Aren’t other people’s families fascinating?
That’s why media companies obsess over adulterous public officials or celebrity drug arrests. It’s our own voyeurism—soap operas drive huge audiences. And access to those audiences is, after all, the product a media company sells to advertisers.
But what about, say, pharmacy purchases. Can a media exec sell ads against the prescriptions Beyoncé’s filling for Blue Ivy?
Only if they want to spend 10 years in prison.
Because that’s the penalty for using someone’s health information for commercial gain in the United States. And information related to your health has special protection under a 1996 federal law, the Health Information Protection and Accountability Act (aka, HIPAA).
It’s a good law, that says only you control how your, or your children’s health information is used. No one can disclose it without your explicit permission. And if they do share it, even accidentally, you can sue the offender for damages with the United States Congress at your back.
But the best part of the law is that it makes your privacy a right, not a privilege. To be protected by the law, you just have to exist. A hospital can’t say, “click here to waive your rights, and then the doctor will see you.” And in my book, that’s how privacy ought to work: it’s a right for you to control, not a cat and mouse game with hidden consequences.
How does advertising mix with privacy? Advertisers hate it: the less they know about you, the less you’re worth to them. That’s why companies that sell ads craft 60 page legal agreements to Click Here before you use their app. If I were trying to separate a user from her privacy, that’s how I’d do it, too. I mean, who’s going to read all 60 pages?

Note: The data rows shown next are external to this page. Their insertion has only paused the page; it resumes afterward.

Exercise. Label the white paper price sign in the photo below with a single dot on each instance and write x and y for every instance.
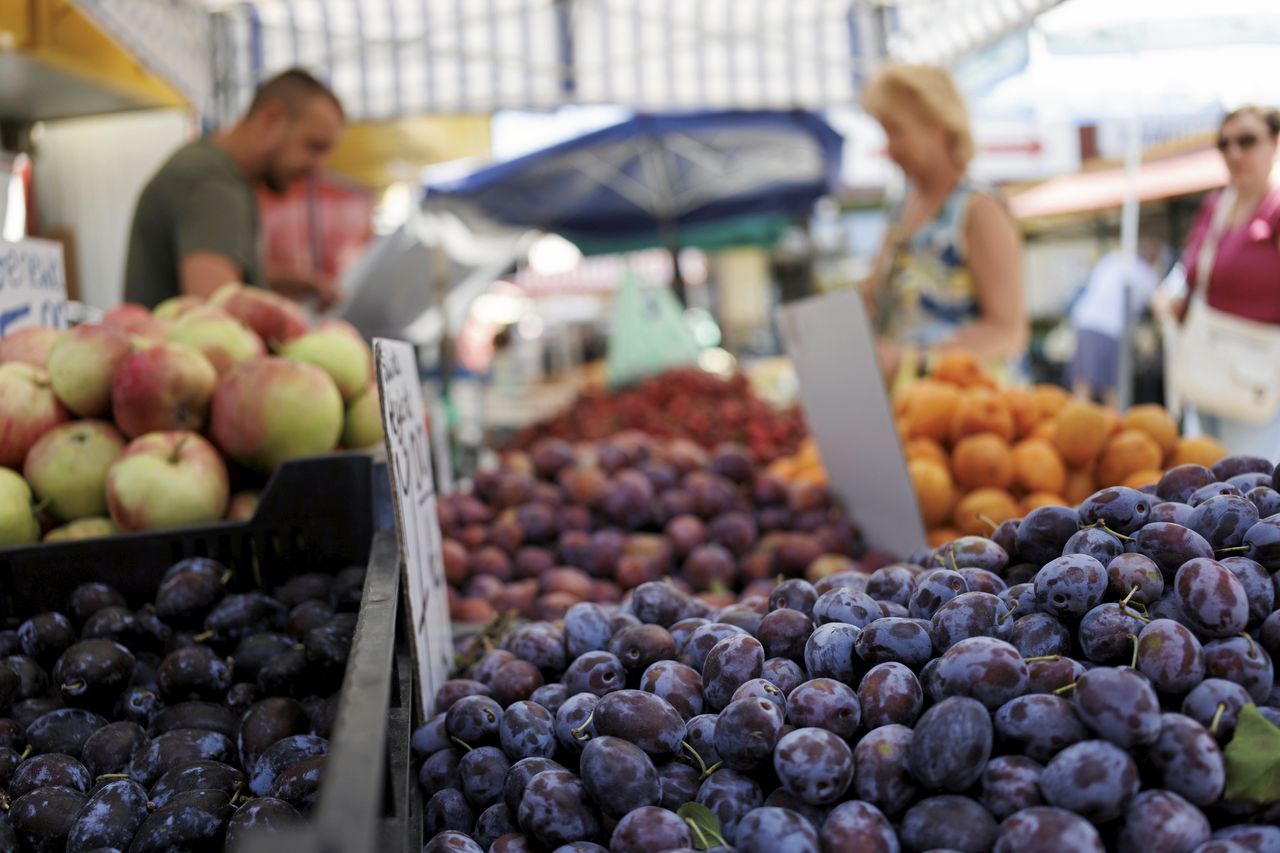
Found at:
(849, 414)
(32, 286)
(408, 460)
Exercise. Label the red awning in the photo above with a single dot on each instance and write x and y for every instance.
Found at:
(1176, 176)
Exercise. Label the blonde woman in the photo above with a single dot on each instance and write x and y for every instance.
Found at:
(950, 273)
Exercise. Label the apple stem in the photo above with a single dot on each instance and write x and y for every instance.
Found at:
(1217, 719)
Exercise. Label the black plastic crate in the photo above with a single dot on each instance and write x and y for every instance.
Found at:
(315, 514)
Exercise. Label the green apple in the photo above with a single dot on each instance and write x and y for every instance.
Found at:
(270, 409)
(168, 479)
(28, 409)
(82, 529)
(344, 356)
(18, 524)
(67, 468)
(82, 364)
(364, 424)
(220, 337)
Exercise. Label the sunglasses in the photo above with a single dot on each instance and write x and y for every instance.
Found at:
(1244, 141)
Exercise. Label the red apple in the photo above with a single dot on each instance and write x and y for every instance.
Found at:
(269, 410)
(274, 318)
(167, 479)
(28, 409)
(218, 336)
(67, 468)
(164, 387)
(82, 364)
(30, 345)
(136, 322)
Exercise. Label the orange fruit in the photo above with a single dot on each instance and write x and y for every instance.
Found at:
(982, 411)
(1159, 425)
(1050, 400)
(1038, 468)
(933, 491)
(1037, 500)
(996, 505)
(938, 537)
(1079, 484)
(1022, 405)
(929, 409)
(982, 460)
(1147, 477)
(960, 369)
(1080, 430)
(1130, 451)
(926, 448)
(1201, 450)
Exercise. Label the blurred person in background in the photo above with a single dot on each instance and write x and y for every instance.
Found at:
(196, 226)
(1098, 318)
(1228, 343)
(950, 272)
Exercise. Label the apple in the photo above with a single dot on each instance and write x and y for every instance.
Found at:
(18, 524)
(220, 337)
(67, 468)
(176, 306)
(28, 409)
(167, 479)
(242, 506)
(92, 528)
(168, 386)
(274, 318)
(364, 423)
(81, 366)
(270, 409)
(346, 357)
(30, 345)
(136, 320)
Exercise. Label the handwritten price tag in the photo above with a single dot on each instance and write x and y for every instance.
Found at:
(408, 456)
(32, 286)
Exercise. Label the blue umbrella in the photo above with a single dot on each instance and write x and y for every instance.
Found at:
(656, 177)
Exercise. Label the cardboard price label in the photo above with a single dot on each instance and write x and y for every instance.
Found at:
(848, 411)
(408, 460)
(32, 286)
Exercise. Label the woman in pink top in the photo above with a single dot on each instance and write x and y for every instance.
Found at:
(1246, 276)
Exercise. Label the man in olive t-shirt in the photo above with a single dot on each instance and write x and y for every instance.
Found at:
(196, 224)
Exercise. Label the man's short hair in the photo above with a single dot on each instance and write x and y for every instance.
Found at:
(295, 89)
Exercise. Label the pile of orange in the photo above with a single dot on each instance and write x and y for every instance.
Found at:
(978, 454)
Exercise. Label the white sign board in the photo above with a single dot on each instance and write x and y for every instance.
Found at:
(849, 415)
(32, 286)
(408, 461)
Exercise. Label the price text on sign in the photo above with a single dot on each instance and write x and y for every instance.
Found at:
(32, 286)
(408, 457)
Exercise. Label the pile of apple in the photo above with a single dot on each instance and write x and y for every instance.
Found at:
(682, 402)
(123, 425)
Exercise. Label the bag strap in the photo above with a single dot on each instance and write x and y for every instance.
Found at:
(1208, 246)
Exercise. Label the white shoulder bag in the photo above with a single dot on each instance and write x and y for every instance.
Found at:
(1224, 364)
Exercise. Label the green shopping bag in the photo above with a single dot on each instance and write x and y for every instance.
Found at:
(649, 333)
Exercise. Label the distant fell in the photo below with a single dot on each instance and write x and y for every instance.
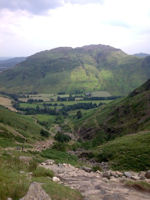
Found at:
(126, 116)
(75, 70)
(141, 55)
(6, 63)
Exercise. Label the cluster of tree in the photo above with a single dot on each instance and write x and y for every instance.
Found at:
(34, 100)
(44, 133)
(60, 137)
(70, 98)
(101, 98)
(77, 106)
(53, 111)
(37, 110)
(86, 98)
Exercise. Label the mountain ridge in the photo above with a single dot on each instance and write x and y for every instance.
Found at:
(82, 69)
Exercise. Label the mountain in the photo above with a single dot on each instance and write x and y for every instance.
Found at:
(125, 116)
(9, 63)
(17, 129)
(141, 55)
(84, 69)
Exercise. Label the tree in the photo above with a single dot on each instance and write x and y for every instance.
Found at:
(79, 114)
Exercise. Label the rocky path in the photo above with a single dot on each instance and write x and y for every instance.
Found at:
(36, 192)
(93, 186)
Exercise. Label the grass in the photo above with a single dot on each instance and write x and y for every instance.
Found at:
(17, 127)
(60, 157)
(130, 152)
(42, 172)
(106, 70)
(139, 185)
(15, 184)
(59, 192)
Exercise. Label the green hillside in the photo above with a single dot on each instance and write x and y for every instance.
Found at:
(17, 129)
(130, 152)
(89, 68)
(125, 116)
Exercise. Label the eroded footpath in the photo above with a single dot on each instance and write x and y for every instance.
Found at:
(93, 185)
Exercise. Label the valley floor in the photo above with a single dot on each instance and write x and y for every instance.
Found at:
(93, 186)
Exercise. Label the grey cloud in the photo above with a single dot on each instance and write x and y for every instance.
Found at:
(84, 1)
(33, 6)
(119, 24)
(39, 6)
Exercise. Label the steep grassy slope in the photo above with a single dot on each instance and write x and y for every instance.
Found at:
(129, 152)
(9, 63)
(89, 68)
(15, 127)
(125, 116)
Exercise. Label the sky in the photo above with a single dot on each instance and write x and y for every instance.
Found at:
(30, 26)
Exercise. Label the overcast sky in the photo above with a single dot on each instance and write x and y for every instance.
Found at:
(29, 26)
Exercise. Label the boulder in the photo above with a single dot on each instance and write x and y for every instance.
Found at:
(127, 174)
(36, 192)
(56, 179)
(147, 174)
(49, 162)
(87, 169)
(107, 174)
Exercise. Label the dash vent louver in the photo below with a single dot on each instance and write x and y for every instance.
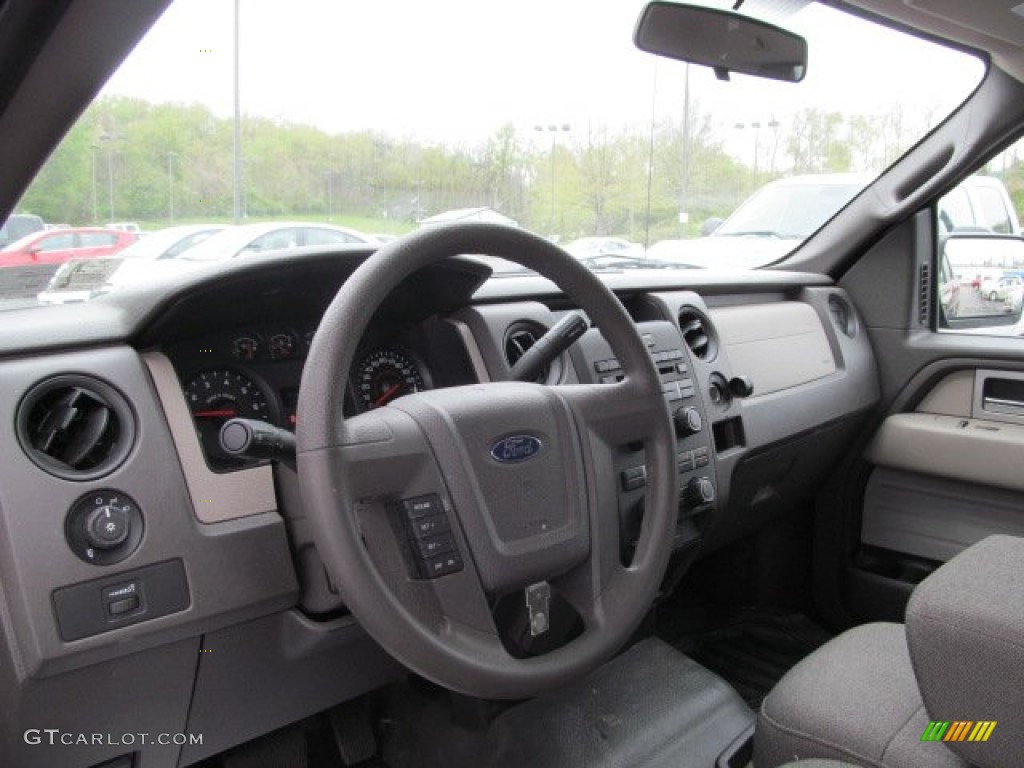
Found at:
(519, 337)
(697, 333)
(75, 427)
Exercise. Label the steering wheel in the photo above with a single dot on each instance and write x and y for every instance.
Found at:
(519, 478)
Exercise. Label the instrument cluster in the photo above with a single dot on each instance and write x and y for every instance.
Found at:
(254, 373)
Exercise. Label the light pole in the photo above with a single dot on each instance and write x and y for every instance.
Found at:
(111, 137)
(170, 186)
(329, 175)
(237, 186)
(553, 129)
(756, 125)
(93, 148)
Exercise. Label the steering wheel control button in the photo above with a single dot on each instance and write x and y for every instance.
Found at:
(426, 527)
(435, 545)
(434, 567)
(107, 527)
(539, 607)
(423, 506)
(110, 603)
(430, 545)
(687, 421)
(103, 526)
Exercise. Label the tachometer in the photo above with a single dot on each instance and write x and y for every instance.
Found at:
(384, 375)
(219, 394)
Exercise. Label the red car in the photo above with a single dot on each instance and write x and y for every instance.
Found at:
(57, 246)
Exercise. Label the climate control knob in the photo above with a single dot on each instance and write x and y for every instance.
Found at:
(698, 492)
(687, 421)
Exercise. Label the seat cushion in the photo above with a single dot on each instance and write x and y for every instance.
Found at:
(965, 627)
(855, 699)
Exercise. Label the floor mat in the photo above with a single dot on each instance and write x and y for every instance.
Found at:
(751, 648)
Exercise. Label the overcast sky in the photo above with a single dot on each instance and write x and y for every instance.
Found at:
(456, 71)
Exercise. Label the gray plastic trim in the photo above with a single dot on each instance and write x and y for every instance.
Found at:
(935, 517)
(1011, 413)
(215, 497)
(237, 569)
(472, 349)
(951, 396)
(778, 345)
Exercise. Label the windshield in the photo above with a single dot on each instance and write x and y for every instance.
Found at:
(790, 209)
(554, 122)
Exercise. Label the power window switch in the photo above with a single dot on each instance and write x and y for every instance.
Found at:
(125, 605)
(433, 567)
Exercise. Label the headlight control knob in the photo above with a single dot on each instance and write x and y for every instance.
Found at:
(103, 526)
(107, 527)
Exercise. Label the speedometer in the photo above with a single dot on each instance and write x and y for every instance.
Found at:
(219, 394)
(384, 375)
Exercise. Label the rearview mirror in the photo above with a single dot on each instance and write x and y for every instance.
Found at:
(724, 40)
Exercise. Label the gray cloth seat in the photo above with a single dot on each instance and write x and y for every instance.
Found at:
(866, 697)
(855, 699)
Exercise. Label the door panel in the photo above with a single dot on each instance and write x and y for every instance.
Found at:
(941, 464)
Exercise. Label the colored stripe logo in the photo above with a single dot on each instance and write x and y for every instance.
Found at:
(958, 730)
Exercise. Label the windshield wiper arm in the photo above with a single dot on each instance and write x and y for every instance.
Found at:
(754, 233)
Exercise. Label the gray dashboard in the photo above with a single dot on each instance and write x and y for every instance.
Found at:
(219, 583)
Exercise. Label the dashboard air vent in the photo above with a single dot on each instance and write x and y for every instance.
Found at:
(519, 337)
(75, 427)
(842, 314)
(697, 333)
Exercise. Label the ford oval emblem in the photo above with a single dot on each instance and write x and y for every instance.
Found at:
(517, 448)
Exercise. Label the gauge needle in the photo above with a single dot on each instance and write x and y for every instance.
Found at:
(387, 395)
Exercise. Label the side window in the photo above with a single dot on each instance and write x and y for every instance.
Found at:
(96, 240)
(274, 241)
(980, 259)
(56, 243)
(954, 211)
(184, 244)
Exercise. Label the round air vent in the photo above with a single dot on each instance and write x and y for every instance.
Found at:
(519, 337)
(75, 427)
(698, 333)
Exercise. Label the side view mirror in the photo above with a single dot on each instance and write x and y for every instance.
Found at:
(981, 281)
(724, 40)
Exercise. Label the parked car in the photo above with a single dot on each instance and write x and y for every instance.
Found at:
(58, 246)
(996, 289)
(979, 204)
(151, 258)
(261, 238)
(783, 213)
(125, 226)
(18, 225)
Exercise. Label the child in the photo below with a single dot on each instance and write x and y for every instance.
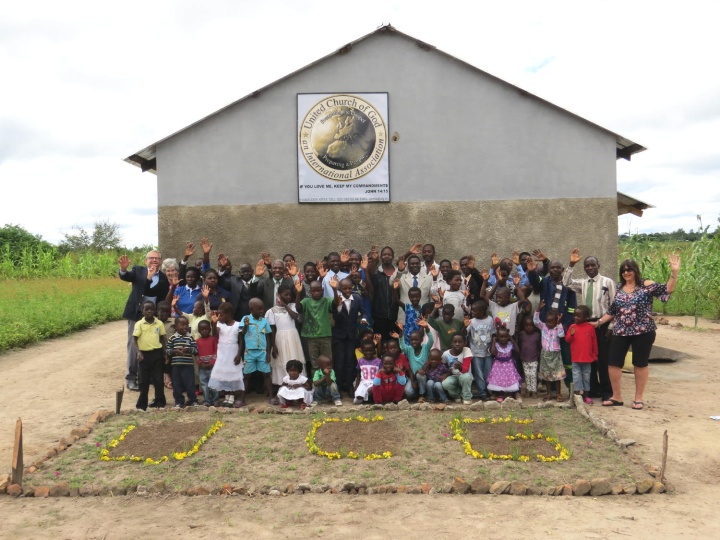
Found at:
(149, 336)
(530, 347)
(551, 363)
(480, 331)
(454, 296)
(368, 367)
(417, 353)
(389, 382)
(458, 359)
(295, 388)
(227, 373)
(392, 348)
(435, 372)
(286, 345)
(504, 376)
(583, 351)
(207, 355)
(316, 321)
(257, 345)
(324, 383)
(181, 352)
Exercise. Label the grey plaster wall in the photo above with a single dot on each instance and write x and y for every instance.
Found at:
(464, 135)
(455, 228)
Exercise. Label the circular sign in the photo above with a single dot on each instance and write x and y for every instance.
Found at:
(343, 137)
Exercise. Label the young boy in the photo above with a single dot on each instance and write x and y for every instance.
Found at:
(257, 344)
(149, 336)
(324, 385)
(368, 366)
(181, 351)
(583, 351)
(316, 322)
(480, 332)
(389, 382)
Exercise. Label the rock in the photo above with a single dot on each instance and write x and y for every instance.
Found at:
(500, 487)
(517, 488)
(600, 486)
(479, 486)
(61, 489)
(643, 486)
(197, 491)
(658, 487)
(459, 486)
(581, 488)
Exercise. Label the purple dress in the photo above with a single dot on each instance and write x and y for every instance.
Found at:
(504, 376)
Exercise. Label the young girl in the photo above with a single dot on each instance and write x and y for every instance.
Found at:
(286, 346)
(530, 347)
(227, 374)
(295, 387)
(504, 377)
(551, 366)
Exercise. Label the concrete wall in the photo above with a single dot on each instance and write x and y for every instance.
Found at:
(458, 228)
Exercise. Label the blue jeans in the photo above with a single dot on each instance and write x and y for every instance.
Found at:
(481, 366)
(434, 391)
(210, 396)
(321, 393)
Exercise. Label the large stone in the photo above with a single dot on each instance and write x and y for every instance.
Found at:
(581, 487)
(643, 486)
(600, 486)
(500, 487)
(479, 486)
(459, 486)
(517, 488)
(61, 489)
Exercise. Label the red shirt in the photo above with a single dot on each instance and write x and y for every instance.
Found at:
(583, 343)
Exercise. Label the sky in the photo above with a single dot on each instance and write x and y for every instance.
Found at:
(86, 84)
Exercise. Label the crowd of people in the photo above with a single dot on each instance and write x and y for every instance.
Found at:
(379, 328)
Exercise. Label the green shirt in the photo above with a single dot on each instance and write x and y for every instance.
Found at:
(446, 331)
(316, 317)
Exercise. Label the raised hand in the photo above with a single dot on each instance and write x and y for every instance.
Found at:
(124, 262)
(574, 256)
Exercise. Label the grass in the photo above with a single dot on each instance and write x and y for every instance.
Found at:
(428, 455)
(38, 309)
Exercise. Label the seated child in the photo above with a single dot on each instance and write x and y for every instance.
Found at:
(207, 355)
(389, 382)
(368, 367)
(295, 388)
(181, 351)
(504, 377)
(436, 372)
(325, 386)
(458, 359)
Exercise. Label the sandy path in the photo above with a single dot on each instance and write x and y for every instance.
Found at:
(57, 385)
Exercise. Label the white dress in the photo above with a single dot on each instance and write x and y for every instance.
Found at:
(225, 374)
(290, 394)
(287, 341)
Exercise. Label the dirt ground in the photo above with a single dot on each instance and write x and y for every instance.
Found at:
(56, 385)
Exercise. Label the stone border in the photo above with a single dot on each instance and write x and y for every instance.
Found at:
(595, 487)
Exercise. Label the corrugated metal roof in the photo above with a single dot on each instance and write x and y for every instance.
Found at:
(146, 158)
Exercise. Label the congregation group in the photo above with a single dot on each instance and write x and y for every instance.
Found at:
(380, 328)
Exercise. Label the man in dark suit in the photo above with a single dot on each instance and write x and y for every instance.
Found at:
(148, 283)
(266, 288)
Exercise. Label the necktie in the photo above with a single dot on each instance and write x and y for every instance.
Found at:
(589, 295)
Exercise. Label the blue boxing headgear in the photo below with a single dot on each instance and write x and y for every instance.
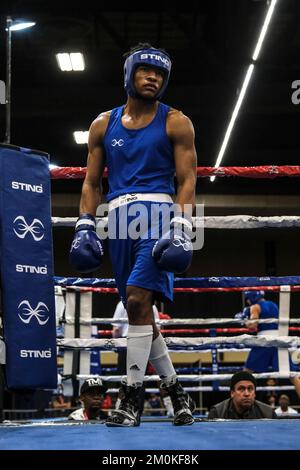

But if a man were standing outside your home, photographing your family and following your kids, what would you do? Call the police. What if that man were a social media company, gathering the same photos and location data? Who would you call? Other than the social media companies themselves, there are no cops to call—Google and Facebook are conflicted (and lobbying everyone to look away).
That renders some of your most private information—your children’s current and historical locations, confidential discussions about vulnerable parents, family browsing or purchasing habits—available for sale to the highest bidder. Scared? You should be. I’ve seen enough in my career to know that privacy needs to extend beyond your health.
But am I greedy, wanting free services and total privacy? No. I believe respecting privacy is a cost of doing business. And it should be up to me to say my location’s more private than my migraines. Or my children’s data is entirely off limits. My information, my choice.
From where I stand, it’s time we take responsibility for all our data, and reject the increasingly confusing array of privacy waivers designed to strip our control or rights. To be clear, I don’t blame the social media companies, they’re behaving rationally. After all, companies don’t have ethics, people do.
We, the users, are the ones behaving irrationally, by trusting media companies and advertisers to act in our families’ best interest. That’s not their mission statement, it’s ours.
Privacy is a right, not a privilege. And unless I give you explicit permission to gather, distribute or use my family’s information, you are forbidden to do so.
If you support this idea, this is one thing I’d love you to be public about.